Her gown was also black, naturally, but more becomingly cut, and certainly more up-to-the-minute in detail. In fact, it could not have been bettered by any London beauty, whatever the cost.
He turned to Oonagh. She was surveying the table, watching everyone to assure herself they had sufficient and were comfortable. He could afford only a moment to look at her, or she would see him. Her gown also was well cut, simple, and more fashionable than Deirdra’s. It was not just her fire and her intelligence which made it so. Whatever Deirdra spent her money on, it was not her mourning clothes.

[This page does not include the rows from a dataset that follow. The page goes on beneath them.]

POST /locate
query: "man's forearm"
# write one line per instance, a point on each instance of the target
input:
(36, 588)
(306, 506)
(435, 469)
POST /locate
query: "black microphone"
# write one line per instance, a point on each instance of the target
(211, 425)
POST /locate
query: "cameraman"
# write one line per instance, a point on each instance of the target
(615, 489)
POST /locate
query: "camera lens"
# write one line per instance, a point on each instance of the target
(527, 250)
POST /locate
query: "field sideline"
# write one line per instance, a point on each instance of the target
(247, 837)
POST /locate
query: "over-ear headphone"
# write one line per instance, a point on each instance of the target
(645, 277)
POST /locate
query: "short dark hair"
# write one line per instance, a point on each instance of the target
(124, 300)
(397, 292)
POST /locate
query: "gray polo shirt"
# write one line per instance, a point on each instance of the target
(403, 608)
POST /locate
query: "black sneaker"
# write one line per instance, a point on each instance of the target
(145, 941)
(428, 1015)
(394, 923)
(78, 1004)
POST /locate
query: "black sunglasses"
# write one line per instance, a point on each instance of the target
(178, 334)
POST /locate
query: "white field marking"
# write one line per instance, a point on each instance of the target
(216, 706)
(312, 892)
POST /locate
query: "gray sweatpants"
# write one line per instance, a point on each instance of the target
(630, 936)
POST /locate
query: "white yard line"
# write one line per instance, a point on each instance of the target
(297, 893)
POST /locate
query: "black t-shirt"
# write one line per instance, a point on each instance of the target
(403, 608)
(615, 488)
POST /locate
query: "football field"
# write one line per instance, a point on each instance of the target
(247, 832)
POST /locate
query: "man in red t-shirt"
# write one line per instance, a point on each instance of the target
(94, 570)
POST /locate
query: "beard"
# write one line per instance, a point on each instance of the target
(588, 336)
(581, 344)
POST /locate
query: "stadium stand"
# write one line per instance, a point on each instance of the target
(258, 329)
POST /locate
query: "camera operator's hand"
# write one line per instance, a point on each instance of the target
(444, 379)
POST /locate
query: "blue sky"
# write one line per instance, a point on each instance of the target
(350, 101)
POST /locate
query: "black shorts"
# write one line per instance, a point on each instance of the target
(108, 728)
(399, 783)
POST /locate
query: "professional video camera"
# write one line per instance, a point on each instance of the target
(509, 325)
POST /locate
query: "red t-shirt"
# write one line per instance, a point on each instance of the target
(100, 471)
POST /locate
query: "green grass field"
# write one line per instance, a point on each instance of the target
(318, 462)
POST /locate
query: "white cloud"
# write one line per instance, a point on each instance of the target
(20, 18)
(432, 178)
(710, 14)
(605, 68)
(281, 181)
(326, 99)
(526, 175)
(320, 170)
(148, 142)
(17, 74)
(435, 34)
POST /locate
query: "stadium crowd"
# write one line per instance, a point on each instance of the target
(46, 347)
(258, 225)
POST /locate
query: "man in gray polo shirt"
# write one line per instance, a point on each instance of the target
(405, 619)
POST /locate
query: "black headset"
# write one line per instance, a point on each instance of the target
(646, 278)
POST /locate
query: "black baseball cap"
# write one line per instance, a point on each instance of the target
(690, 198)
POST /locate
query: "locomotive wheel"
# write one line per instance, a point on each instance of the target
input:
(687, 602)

The meal progressed with polite conversation about nothing in particular, and when it was over Kenneth excused himself, to Alastair’s annoyance and a sarcastic comment from Quinlan, and the rest of the company retired to the withdrawing room to take up occupations suitable to the Sabbath. Alastair shut himself away in his study to read, although whether it was the Scriptures or not he did not say, and the question from Quinlan went unanswered. Oonagh and Eilish took up embroidery; Deirdra said she had a duty visit to make to a neighbor who was ill, which passed without remark. Apparently she was known to the family, and Deirdra called upon her regularly. Quinlan picked up a newspaper-to one or two looks of disapproval, which he ignored-and Baud said he was going to write letters.